On Friday, North Texas Muslims gathered in downtown Dallas to remember the victims of the Chapel Hill shooting.
We talked to an expert and some attendees about what can be done to address the issue.
As the sun set Friday evening, a group of Muslim men, women and children gathered at Dealey Plaza in downtown Dallas. They kneeled on the grassy knoll and prayed as rush hour traffic passed by on Elm Street.
Behind them, another group – people of different ethnic backgrounds and faiths -- sat on steps holding candles and large, brightly-lit magenta-colored letters that spelled out the message “We Are All One.”
Alia Salem, executive director of the DFW chapter of the Council on American-Islamic Relations, spoke about why coming together to remember the Chapel Hill victims was so important.
“It does not matter if you are Muslim. It does not matter what religious background, what ethnic background, what national origin you come from, what demographics that you represent,” Salem said. “Hate is not acceptable. Bigotry is not acceptable.”
Salem said if people don’t take the time to reach out to one another and learn about each other, hateful and bigoted actions will only continue.
She urged those at the vigil to share anti-hate messages on social media and support the charities that the Chapel Hill victims supported, such as helping Syrian refugees and food drives for the homeless. She also urged Muslims to report any hate acts or crimes.
Last month, a small group of angry, anti-Islamic protestors showed up at Muslim Capitol Day in Austin. Last week, three young Muslims were shot in the head and killed in Chapel Hill, North Carolina. Local authorities are still investigating whether the murders were hate crimes.
Sahar Aziz, Associate Professor of Law at Texas A&M School of Law in Fort Worth, is not surprised by the social backlash Muslims have faced recently.
“It’s very fear-driven and fear can motivate even the best intentioned people to act in ways that are unacceptable,” she said.

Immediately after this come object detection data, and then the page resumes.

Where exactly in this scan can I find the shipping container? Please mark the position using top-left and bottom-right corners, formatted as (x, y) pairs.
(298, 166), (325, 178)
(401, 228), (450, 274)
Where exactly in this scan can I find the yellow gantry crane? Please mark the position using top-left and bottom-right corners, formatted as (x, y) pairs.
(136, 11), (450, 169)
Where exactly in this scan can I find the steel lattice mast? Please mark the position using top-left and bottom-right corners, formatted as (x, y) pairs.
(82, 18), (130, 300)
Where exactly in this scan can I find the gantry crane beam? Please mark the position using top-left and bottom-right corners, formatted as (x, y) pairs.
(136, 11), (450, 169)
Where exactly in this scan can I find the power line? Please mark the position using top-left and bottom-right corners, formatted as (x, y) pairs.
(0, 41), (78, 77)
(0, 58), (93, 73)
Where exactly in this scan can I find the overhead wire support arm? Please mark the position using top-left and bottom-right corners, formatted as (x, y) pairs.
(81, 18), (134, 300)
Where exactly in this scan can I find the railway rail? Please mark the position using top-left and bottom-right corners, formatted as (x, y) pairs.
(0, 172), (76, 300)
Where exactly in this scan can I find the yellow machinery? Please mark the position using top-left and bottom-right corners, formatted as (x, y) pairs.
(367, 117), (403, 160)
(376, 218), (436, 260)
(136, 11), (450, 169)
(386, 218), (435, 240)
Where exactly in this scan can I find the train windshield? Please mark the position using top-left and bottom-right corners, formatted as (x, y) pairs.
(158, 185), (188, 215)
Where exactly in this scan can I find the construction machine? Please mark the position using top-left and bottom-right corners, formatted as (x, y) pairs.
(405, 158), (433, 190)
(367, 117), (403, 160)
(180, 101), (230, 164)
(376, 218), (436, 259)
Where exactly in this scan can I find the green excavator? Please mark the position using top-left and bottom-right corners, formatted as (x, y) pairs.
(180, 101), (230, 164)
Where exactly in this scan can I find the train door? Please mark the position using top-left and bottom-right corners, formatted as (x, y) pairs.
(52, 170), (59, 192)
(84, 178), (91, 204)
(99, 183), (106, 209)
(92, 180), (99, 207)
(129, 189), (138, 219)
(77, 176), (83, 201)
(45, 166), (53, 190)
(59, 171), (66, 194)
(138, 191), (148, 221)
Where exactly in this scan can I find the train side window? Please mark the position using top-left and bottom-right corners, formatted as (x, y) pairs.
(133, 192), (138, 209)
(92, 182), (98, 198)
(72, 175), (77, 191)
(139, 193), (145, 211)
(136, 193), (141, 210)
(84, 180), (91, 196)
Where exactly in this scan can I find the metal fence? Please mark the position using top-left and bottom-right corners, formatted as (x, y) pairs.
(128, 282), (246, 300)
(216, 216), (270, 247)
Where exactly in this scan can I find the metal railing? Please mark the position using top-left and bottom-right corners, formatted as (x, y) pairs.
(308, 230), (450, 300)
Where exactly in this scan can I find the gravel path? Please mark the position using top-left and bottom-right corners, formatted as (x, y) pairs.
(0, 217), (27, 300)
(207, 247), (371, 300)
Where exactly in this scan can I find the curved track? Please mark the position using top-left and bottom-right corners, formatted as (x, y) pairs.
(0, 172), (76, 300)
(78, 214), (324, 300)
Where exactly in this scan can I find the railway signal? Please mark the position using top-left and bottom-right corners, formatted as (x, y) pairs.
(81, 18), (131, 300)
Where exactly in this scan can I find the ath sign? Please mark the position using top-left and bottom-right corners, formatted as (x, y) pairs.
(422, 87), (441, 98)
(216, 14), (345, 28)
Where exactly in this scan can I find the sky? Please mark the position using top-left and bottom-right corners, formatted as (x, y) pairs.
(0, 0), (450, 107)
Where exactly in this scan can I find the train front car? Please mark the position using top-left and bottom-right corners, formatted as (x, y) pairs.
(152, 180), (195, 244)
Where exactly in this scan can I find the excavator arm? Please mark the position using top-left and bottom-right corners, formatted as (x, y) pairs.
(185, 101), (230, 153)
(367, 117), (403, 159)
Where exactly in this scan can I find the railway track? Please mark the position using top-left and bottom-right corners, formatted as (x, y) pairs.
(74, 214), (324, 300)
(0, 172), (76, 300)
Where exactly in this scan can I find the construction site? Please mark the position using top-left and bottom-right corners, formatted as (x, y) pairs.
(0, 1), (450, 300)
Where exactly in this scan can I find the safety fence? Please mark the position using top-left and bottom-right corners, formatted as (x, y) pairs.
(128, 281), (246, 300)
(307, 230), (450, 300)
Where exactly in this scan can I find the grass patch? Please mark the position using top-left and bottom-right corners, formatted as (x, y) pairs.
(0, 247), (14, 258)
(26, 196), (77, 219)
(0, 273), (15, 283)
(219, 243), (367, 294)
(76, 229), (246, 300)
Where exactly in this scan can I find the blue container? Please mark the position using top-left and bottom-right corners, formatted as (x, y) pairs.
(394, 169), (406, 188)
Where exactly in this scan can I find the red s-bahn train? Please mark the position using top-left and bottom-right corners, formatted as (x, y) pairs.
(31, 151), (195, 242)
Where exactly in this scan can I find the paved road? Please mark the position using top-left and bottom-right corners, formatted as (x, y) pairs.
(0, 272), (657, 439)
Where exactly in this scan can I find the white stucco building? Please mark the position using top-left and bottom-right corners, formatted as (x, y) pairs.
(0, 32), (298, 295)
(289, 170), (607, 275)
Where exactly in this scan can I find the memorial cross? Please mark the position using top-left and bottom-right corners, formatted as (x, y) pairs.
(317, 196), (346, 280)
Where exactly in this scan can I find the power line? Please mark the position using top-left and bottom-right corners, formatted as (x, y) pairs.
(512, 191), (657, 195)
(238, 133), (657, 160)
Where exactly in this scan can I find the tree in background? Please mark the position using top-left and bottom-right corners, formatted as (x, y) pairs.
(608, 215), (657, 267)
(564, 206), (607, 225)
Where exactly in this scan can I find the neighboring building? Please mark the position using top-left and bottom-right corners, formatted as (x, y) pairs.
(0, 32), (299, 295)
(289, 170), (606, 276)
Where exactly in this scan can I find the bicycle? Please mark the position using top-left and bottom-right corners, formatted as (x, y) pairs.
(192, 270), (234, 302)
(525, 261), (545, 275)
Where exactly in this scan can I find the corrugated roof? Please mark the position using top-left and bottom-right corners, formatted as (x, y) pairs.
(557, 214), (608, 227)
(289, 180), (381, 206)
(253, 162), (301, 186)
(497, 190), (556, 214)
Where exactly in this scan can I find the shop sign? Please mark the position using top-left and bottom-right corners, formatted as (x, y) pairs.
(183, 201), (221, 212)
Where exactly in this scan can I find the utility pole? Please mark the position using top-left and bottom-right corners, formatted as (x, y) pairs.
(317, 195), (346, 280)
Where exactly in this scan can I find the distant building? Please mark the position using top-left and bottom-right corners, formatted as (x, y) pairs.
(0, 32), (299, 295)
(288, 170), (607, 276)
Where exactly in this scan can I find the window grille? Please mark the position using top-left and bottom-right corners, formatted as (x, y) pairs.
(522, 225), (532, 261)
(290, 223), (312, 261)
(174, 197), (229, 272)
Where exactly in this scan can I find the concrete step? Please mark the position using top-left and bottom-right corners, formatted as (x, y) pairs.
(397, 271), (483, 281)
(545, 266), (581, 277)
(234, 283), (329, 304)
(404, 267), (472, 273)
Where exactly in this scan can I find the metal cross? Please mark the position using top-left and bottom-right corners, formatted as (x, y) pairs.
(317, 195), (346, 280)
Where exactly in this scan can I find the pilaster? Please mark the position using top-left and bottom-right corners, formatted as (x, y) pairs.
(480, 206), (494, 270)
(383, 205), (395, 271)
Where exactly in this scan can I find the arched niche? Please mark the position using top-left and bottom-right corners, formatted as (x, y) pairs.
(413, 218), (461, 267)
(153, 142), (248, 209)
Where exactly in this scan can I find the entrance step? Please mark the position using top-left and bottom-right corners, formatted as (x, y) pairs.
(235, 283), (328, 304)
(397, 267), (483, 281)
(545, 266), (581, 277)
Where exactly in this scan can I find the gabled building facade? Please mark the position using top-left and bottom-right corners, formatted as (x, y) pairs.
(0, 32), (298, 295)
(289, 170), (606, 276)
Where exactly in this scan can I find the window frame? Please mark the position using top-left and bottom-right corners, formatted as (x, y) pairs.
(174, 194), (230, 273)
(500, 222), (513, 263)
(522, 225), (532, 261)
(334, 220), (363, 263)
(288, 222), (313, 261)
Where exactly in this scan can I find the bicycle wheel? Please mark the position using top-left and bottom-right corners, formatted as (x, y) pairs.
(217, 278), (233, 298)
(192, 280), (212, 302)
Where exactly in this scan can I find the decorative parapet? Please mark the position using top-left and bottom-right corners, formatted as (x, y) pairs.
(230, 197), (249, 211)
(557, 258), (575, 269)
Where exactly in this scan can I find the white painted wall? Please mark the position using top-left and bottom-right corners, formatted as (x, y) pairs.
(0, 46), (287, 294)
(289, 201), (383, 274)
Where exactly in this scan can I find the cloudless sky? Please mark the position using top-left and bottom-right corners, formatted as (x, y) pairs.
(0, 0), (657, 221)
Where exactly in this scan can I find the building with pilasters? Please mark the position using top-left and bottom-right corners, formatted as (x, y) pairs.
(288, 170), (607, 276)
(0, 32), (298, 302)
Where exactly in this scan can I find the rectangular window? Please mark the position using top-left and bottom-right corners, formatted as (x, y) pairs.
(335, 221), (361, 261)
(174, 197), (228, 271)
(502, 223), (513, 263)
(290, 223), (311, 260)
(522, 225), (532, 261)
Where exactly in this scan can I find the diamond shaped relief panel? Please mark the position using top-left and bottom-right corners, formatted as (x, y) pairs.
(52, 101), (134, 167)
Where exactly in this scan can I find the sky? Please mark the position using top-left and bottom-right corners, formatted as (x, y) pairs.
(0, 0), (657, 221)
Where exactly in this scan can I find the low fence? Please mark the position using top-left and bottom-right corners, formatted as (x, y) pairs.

Aziz said Americans should speak out against bigoted and hateful speech of all kinds.
“It’s a very fine line between anti-Muslim sentiment and anti-Semitism and anti-black racism and anti-Latino racism,” Aziz said. “And we need to be looking at bigotry as a broader problem within society.”
She said people who join anti-Muslim protests often think they’re doing what’s in the best interest of their community and country.
“They think they’re engaging in national security, they think they’re patriots,” Aziz said. “And that’s primarily because they don’t understand Islam. They don’t understand Muslims. They don’t know Muslims.”
During Friday’s vigil, Emad Salem carried a large American flag that hovered over the crowd. The Tarrant County resident is a member of the Muslim Democratic Caucus of Texas. He said he believes more education and collaboration among interfaith groups would go a long way.
“I think that would definitely help in getting those people to change their minds or least understand other religions and how we are all together in this as Muslims Americans, Christians, Jewish,” he said. “We [are] all together in this country and we [are] all proud Americans.”
As the vigil wrapped up, 19-year-old Mohamed Herbert had a message for everyone. Herbert is an Imam at the Mansfield Islamic Center.
“Now that something happened, everyone is waiting for your reaction. Everyone,
he said. “All eyes are on you. Everyone is looking at you, seeing how you’re going to react. Are you going to react in anger? Are you going to react violently? You shouldn’t.”
Instead, he told them, you should act kindly.